The UK’s second biggest export market in August this year was Switzerland at £2.3 billion (the biggest was the US, £3.2 billion), according to the Barometer column in The Spectator this week. So what on earth are we selling so much of to the Swiss?
We are sending coal to Newcastle, or in this case gold to Zurich. The explanation for this unlikely turn of events lies with Exchange Traded Funds (ETFs). They are supposedly a cheap way to track the price of a stock market index or, in this case, gold. Without getting too technical, there are two ways they can do this. They can buy gold futures and keep rolling the position as it becomes deliverable.
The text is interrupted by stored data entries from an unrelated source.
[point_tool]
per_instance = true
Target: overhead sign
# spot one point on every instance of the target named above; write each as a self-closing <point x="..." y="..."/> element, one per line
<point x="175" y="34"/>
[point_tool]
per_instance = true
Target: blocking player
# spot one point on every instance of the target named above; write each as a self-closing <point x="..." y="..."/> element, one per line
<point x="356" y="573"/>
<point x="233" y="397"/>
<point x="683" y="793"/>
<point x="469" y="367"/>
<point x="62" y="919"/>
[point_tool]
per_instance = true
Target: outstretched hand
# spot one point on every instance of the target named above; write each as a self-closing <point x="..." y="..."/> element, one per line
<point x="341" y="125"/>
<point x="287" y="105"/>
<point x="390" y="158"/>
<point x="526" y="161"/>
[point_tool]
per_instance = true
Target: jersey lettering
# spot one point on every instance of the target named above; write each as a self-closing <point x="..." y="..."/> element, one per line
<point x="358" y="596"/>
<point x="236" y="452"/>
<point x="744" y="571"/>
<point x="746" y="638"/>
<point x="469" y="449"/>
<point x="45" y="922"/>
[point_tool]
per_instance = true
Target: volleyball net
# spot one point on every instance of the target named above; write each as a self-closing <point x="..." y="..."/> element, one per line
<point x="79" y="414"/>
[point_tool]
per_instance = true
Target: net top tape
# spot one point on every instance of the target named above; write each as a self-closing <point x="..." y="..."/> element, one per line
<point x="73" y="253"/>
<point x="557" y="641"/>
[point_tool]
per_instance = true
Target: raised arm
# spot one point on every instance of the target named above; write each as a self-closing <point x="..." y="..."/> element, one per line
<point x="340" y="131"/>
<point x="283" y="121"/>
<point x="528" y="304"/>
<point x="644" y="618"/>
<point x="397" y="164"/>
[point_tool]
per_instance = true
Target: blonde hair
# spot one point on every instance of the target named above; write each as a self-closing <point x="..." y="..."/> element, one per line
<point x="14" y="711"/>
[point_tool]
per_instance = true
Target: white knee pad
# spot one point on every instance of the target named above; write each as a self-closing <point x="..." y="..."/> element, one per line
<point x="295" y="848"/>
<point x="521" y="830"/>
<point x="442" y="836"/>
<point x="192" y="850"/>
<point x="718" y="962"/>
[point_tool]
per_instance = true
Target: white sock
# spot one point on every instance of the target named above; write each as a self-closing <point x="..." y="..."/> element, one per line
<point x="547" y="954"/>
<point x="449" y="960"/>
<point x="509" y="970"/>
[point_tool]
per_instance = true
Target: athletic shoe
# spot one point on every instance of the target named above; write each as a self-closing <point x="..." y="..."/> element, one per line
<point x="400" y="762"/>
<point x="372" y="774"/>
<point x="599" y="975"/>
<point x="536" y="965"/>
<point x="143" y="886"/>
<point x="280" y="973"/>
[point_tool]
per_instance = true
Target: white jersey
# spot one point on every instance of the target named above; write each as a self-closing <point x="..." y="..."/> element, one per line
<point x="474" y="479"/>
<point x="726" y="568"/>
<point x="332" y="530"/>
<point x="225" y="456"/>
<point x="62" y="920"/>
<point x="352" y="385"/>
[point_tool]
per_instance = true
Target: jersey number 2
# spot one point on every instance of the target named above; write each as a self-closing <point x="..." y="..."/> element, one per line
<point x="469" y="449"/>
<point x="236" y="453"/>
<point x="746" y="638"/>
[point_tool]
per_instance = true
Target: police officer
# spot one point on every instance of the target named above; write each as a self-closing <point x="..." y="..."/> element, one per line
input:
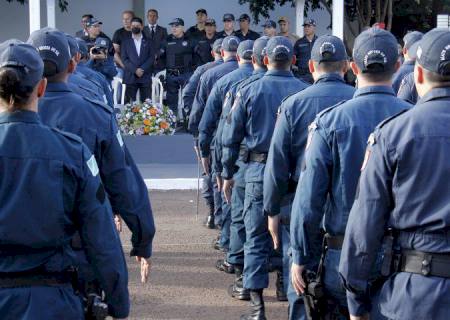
<point x="303" y="49"/>
<point x="188" y="97"/>
<point x="333" y="156"/>
<point x="95" y="123"/>
<point x="244" y="32"/>
<point x="208" y="79"/>
<point x="228" y="26"/>
<point x="404" y="186"/>
<point x="179" y="52"/>
<point x="410" y="53"/>
<point x="234" y="261"/>
<point x="328" y="64"/>
<point x="252" y="118"/>
<point x="210" y="118"/>
<point x="205" y="42"/>
<point x="50" y="189"/>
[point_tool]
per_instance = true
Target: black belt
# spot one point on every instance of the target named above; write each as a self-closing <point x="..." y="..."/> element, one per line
<point x="34" y="279"/>
<point x="334" y="242"/>
<point x="424" y="263"/>
<point x="258" y="157"/>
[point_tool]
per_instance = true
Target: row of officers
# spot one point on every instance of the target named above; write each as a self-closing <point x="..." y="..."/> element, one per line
<point x="348" y="187"/>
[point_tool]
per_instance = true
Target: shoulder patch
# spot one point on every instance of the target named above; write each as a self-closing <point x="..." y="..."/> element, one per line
<point x="69" y="135"/>
<point x="99" y="104"/>
<point x="387" y="120"/>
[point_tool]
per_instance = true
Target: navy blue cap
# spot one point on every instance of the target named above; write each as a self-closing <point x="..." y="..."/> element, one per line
<point x="230" y="43"/>
<point x="269" y="24"/>
<point x="82" y="47"/>
<point x="210" y="22"/>
<point x="244" y="16"/>
<point x="259" y="47"/>
<point x="375" y="51"/>
<point x="433" y="52"/>
<point x="245" y="49"/>
<point x="177" y="22"/>
<point x="217" y="45"/>
<point x="24" y="58"/>
<point x="410" y="38"/>
<point x="309" y="22"/>
<point x="228" y="17"/>
<point x="92" y="22"/>
<point x="52" y="46"/>
<point x="328" y="48"/>
<point x="280" y="49"/>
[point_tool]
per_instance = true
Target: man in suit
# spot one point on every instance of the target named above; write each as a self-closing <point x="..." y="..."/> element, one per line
<point x="138" y="57"/>
<point x="157" y="36"/>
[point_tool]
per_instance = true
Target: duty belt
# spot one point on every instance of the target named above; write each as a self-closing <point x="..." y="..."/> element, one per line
<point x="258" y="157"/>
<point x="334" y="242"/>
<point x="424" y="263"/>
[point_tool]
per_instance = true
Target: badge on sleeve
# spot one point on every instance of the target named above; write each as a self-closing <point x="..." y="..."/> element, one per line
<point x="92" y="165"/>
<point x="312" y="127"/>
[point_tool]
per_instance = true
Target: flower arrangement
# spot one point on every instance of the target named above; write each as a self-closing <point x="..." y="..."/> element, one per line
<point x="146" y="118"/>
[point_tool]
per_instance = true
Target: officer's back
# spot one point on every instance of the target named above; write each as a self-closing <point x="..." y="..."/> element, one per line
<point x="405" y="186"/>
<point x="49" y="188"/>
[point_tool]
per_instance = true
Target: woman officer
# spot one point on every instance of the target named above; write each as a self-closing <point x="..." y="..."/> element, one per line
<point x="49" y="188"/>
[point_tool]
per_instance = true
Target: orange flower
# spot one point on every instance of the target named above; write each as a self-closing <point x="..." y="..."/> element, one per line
<point x="153" y="111"/>
<point x="163" y="125"/>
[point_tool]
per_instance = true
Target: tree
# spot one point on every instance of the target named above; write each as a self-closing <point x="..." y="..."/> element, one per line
<point x="63" y="4"/>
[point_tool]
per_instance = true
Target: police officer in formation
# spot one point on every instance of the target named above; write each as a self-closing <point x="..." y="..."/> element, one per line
<point x="405" y="187"/>
<point x="328" y="65"/>
<point x="50" y="188"/>
<point x="252" y="118"/>
<point x="95" y="123"/>
<point x="332" y="161"/>
<point x="234" y="260"/>
<point x="179" y="56"/>
<point x="207" y="81"/>
<point x="210" y="118"/>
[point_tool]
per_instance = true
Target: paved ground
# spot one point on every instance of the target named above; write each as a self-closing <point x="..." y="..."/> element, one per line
<point x="184" y="283"/>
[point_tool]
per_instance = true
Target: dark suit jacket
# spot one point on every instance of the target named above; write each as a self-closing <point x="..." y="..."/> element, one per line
<point x="158" y="42"/>
<point x="132" y="61"/>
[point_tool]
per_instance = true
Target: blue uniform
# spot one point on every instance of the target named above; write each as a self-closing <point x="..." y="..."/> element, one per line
<point x="49" y="189"/>
<point x="329" y="176"/>
<point x="404" y="185"/>
<point x="406" y="68"/>
<point x="286" y="155"/>
<point x="95" y="123"/>
<point x="407" y="90"/>
<point x="253" y="117"/>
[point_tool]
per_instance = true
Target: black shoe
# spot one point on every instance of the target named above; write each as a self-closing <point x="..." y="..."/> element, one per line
<point x="257" y="306"/>
<point x="281" y="295"/>
<point x="223" y="265"/>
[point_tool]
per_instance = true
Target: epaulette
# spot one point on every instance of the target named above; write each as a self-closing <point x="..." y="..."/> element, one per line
<point x="68" y="135"/>
<point x="99" y="104"/>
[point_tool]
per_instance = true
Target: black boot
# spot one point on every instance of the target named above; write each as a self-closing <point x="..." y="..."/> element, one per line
<point x="281" y="295"/>
<point x="257" y="304"/>
<point x="237" y="290"/>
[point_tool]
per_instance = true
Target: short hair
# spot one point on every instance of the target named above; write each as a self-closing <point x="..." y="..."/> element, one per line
<point x="153" y="10"/>
<point x="137" y="19"/>
<point x="330" y="66"/>
<point x="128" y="12"/>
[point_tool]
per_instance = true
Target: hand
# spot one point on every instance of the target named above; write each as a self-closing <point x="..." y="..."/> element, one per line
<point x="297" y="279"/>
<point x="274" y="223"/>
<point x="118" y="223"/>
<point x="227" y="187"/>
<point x="205" y="164"/>
<point x="146" y="265"/>
<point x="219" y="182"/>
<point x="364" y="317"/>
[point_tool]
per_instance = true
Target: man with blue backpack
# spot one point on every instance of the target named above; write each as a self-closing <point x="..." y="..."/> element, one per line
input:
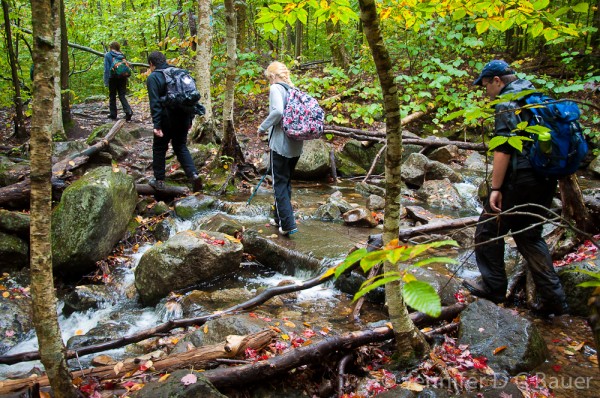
<point x="116" y="72"/>
<point x="522" y="178"/>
This does not reflect the price of gold if the roll costs money, i.e. the second month is more expensive than the spot month.
The other way an ETF can more accurately reflect the gold price is by buying actual gold and that is what many funds do. About five years ago there was an influx of money as investors sought what they perceived to be a safe haven. Gold prices have steadily fallen since then and now these investors are losing patience and selling. It’s a buy high, sell low, story. This selling means ETFs have to sell gold they have been holding to back their funds.
Our August exports to Switzerland are up 290% from August 2014 as the gold is moved from vaults in the UK back to Zurich. However, it doesn’t stay there long. Much of it continues east to China, India and Singapore. I wonder nobody has thought to intercept it as in The Italian Job or Goldfinger?